The video alleges the missiles
are being fired at the plane
The authenticity of the website could not be verified.
British Defence Secretary Geoff Hoon said in a statement: "We are aware of reports that the aircraft may have been shot down, but we are not in a position to come to any conclusions until the investigation is complete."
The defence ministry said earlier a thorough investigation into the cause of the crash had begun and that experts were due to examine the site again on Monday.
Report of bomb
A report in a British newspaper late on Monday said that the plane was downed not by missiles but by a bomb planted on board.
The Sun newspaper said it had been told the plane exploded at an altitude of 4500m, too high for such a missile to strike.
Citing what it called a "senior Ministry of Defence insider", the paper said military investigators were instead looking into whether a bomb had been placed inside the plane.

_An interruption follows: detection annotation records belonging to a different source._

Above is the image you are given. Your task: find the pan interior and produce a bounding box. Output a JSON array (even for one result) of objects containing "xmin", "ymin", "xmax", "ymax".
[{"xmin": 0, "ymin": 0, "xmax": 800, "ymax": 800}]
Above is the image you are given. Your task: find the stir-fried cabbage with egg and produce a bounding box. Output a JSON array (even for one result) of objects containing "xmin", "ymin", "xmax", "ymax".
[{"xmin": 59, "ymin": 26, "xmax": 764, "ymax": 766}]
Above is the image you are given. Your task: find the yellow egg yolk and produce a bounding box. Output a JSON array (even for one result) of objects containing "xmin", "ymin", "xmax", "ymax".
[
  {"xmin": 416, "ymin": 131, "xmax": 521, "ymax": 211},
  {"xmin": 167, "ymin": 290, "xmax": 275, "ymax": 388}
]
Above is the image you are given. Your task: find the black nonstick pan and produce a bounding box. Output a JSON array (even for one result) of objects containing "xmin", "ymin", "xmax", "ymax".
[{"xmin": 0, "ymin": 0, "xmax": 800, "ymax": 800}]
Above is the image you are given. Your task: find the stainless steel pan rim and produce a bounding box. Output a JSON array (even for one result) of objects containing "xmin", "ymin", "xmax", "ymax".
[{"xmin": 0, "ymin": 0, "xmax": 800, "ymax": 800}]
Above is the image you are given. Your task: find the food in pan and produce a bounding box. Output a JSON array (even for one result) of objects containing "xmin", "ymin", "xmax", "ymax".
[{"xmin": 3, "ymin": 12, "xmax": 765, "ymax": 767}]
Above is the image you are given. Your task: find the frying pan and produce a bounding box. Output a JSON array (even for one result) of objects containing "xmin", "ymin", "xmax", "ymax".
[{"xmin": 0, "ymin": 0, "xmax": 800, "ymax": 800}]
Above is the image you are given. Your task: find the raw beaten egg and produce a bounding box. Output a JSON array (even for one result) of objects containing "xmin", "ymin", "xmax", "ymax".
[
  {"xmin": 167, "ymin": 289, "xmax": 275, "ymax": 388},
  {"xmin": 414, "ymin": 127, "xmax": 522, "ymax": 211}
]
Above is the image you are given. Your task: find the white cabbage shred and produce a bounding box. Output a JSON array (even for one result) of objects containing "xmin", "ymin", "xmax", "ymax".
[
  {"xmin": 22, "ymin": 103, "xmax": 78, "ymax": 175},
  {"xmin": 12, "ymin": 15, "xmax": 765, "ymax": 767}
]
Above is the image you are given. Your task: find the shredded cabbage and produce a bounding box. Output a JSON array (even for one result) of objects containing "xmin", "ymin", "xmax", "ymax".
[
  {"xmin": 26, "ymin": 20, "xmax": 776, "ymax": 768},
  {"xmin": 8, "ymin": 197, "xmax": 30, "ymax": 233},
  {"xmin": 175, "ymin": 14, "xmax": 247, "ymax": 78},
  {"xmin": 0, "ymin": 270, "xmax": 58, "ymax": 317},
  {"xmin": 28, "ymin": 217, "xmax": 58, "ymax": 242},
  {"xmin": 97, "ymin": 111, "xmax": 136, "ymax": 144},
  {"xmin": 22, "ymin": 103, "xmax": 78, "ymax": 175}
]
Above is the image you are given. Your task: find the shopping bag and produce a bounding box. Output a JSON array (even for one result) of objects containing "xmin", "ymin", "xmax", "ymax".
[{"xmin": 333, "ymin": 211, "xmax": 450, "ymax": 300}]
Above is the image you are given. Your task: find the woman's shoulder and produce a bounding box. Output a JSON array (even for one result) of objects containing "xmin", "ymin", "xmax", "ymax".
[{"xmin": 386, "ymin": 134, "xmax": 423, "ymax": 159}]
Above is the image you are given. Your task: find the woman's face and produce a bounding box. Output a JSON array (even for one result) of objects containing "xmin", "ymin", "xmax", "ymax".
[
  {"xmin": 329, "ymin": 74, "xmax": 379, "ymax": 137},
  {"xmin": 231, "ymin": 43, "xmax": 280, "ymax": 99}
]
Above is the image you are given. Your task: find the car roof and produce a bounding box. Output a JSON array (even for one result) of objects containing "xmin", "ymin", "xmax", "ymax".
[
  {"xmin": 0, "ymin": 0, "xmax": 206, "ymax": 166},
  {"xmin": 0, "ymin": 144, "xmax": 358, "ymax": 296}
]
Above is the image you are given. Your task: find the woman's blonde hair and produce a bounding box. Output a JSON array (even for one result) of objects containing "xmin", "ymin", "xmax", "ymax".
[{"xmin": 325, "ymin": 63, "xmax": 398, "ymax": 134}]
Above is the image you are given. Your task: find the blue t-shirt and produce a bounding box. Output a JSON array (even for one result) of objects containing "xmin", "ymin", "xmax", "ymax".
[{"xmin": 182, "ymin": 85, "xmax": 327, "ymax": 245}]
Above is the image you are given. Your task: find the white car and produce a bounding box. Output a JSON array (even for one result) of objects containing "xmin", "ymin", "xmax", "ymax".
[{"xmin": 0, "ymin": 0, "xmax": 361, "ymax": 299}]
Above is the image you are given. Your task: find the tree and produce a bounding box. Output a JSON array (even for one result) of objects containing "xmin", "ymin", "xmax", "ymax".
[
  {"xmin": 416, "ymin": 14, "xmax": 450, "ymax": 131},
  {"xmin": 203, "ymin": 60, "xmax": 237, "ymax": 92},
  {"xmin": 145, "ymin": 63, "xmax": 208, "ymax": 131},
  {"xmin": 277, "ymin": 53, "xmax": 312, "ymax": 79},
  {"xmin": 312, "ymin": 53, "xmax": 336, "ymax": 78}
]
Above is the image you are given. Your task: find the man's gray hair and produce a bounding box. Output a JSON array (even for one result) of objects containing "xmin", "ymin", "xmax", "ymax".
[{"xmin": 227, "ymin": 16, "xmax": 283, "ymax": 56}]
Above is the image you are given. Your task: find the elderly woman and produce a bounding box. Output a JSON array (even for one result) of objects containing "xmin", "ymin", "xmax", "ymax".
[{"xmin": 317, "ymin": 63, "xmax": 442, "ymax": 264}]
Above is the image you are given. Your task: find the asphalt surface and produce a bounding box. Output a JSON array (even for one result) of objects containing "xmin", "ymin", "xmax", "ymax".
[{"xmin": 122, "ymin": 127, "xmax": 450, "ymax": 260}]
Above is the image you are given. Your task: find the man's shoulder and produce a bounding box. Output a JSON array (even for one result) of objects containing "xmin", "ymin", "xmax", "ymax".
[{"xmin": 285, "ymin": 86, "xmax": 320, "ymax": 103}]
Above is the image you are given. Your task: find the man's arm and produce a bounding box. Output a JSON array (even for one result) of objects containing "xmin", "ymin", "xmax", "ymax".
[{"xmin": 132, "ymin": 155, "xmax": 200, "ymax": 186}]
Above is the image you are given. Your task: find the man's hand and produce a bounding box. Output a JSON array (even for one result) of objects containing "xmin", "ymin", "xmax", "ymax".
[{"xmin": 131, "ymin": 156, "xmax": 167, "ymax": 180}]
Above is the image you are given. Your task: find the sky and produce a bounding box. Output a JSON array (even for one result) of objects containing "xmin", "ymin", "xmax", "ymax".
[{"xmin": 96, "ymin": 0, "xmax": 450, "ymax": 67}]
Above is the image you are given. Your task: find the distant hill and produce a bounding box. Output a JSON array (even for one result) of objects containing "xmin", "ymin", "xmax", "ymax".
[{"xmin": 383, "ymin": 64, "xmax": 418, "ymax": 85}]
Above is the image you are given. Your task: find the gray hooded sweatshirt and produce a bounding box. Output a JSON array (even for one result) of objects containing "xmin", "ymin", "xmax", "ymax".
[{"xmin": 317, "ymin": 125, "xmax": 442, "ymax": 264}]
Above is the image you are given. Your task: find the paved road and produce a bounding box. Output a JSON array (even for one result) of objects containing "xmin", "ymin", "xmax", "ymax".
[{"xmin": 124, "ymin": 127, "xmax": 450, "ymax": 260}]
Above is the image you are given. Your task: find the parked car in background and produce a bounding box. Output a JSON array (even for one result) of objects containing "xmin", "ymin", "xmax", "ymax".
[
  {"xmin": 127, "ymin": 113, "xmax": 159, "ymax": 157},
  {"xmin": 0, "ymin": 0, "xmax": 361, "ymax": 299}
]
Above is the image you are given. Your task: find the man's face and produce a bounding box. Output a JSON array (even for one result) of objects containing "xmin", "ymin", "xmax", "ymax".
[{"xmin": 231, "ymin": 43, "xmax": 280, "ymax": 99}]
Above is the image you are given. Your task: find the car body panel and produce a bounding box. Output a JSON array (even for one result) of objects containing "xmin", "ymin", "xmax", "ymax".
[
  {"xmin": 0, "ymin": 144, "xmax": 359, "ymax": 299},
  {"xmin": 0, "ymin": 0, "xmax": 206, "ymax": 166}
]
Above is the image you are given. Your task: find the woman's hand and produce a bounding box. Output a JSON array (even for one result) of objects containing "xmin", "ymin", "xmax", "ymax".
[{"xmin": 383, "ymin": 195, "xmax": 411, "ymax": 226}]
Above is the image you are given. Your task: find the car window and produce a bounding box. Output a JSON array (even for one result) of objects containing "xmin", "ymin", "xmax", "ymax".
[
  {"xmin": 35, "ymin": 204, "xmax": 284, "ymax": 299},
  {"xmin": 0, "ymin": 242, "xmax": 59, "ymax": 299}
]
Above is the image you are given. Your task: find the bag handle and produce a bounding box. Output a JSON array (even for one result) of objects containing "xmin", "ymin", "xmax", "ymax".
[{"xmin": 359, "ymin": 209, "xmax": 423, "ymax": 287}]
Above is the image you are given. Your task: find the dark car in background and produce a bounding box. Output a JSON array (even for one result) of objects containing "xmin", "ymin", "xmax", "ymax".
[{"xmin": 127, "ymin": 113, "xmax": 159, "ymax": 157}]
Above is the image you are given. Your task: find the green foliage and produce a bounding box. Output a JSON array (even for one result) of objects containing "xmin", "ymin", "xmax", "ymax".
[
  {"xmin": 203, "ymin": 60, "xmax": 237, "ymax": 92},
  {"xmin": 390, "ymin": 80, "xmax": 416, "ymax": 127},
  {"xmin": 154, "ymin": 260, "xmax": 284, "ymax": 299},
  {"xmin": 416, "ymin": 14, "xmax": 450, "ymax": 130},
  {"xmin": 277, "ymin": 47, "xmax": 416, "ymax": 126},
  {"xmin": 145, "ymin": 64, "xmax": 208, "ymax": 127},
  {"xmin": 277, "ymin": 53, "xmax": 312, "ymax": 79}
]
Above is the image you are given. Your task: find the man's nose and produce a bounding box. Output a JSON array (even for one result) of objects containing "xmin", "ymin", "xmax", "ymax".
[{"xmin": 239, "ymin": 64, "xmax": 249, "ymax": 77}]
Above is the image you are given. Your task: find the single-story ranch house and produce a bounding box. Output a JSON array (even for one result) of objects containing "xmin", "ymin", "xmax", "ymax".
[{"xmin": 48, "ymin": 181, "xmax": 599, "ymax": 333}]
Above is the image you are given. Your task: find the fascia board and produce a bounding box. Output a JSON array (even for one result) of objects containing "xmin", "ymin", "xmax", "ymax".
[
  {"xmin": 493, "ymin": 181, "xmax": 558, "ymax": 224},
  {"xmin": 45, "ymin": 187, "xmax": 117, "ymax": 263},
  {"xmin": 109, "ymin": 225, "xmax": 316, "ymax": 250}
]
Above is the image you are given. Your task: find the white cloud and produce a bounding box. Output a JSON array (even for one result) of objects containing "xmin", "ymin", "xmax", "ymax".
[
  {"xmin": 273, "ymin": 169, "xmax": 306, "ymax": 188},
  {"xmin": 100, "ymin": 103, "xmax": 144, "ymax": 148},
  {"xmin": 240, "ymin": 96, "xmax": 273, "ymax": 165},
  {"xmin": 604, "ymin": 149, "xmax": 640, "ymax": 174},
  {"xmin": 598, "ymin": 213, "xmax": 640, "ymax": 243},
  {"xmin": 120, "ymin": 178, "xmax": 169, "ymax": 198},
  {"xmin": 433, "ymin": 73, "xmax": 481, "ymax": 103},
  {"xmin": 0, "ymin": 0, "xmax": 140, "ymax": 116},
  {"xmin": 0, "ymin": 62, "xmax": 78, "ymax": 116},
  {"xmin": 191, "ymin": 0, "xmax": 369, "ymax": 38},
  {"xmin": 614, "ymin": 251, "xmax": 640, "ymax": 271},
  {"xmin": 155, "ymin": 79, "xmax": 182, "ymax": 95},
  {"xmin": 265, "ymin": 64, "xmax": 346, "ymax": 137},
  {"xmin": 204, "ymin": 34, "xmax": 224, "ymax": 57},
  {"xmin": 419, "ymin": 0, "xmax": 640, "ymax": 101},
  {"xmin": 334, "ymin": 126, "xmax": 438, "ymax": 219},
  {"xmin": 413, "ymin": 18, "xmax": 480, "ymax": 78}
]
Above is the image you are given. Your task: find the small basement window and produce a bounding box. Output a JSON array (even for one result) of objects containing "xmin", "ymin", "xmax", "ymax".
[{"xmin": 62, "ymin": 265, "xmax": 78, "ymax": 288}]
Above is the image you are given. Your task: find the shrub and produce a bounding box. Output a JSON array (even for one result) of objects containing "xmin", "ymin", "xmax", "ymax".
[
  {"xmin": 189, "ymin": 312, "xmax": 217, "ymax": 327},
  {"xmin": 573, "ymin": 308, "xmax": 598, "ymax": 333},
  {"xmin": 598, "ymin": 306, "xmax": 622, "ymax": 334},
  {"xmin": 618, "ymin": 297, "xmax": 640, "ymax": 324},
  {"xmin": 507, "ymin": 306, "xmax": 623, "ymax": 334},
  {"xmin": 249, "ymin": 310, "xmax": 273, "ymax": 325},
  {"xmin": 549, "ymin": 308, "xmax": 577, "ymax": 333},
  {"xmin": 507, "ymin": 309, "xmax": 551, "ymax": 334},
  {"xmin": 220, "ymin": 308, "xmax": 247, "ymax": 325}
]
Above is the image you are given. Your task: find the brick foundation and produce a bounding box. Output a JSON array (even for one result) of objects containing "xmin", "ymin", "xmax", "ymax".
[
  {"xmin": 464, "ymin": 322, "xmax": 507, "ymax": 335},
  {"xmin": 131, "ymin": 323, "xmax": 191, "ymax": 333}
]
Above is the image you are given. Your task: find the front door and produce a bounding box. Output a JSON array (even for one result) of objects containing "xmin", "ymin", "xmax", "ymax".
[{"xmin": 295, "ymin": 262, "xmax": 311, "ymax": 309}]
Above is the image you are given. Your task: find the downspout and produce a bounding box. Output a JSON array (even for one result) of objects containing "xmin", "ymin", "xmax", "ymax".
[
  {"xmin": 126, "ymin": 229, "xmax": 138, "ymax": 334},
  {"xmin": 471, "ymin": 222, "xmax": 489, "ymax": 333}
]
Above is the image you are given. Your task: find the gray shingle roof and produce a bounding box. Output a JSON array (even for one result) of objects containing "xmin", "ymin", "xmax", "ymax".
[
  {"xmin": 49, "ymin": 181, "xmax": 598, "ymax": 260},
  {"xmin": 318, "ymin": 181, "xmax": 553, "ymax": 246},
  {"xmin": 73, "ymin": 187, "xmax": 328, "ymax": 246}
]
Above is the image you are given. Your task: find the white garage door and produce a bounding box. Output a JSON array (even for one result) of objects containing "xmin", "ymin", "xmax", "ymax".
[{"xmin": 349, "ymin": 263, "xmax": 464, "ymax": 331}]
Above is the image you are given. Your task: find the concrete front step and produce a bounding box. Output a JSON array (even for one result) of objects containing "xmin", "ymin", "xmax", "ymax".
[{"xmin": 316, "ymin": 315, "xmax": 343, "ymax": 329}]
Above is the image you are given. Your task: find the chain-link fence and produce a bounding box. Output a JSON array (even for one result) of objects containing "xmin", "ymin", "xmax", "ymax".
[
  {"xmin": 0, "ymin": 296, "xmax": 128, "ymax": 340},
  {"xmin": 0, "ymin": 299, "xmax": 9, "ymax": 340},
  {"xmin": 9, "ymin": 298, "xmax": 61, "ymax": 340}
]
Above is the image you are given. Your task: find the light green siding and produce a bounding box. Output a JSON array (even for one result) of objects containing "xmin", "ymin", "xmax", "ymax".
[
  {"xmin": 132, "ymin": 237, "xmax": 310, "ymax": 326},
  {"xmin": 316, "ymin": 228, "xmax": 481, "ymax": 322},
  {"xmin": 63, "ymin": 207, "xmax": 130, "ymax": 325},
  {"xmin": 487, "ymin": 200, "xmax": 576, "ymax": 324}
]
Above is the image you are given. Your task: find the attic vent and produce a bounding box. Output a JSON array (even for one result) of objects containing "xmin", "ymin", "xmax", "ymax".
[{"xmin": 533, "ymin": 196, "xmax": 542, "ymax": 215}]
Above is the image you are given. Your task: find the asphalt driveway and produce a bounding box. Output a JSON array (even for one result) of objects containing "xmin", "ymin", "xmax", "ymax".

"It is clear the C-130 exploded in mid-air and shattered into
thousands of pieces," the source told the paper's Tuesday edition.
"A bomb could have been planted on the plane when it refuelled in Baghdad and stopped to collect passengers and cargo."
SAS on board?
An officer with the US-led military in Baghdad said the plane had been flying to Balad, which lies 70km north of Baghdad.
The wreckage covered a wide
area, suggesting impact in the air
Balad houses one of the largest US air bases in Iraq and has two runways, according to Britain's Press Association.
The ministry also declined to comment on reports in The Daily Telegraph and Daily Mirror newspapers that members of Britain's elite Special Air Service (SAS) were aboard the flight.
Air Vice-Marshall Tony Mason, a military expert, said the crash, which occurred during a spate of attacks aimed at sabotaging the first democratic elections in Iraq for 50 years, could have been caused by hostile action.
"On the face of it we have a fully serviceable aircraft, we have an extremely competent crew, we have the potential indicator that the first statement said the crash site covered a wide area, which suggests impact in the air rather than the ground," Mason said.
On Monday, The Daily Telegraph said: "It was not immediately clear what caused the crash but the most likely explanation seemed to be that it had been shot down by insurgents."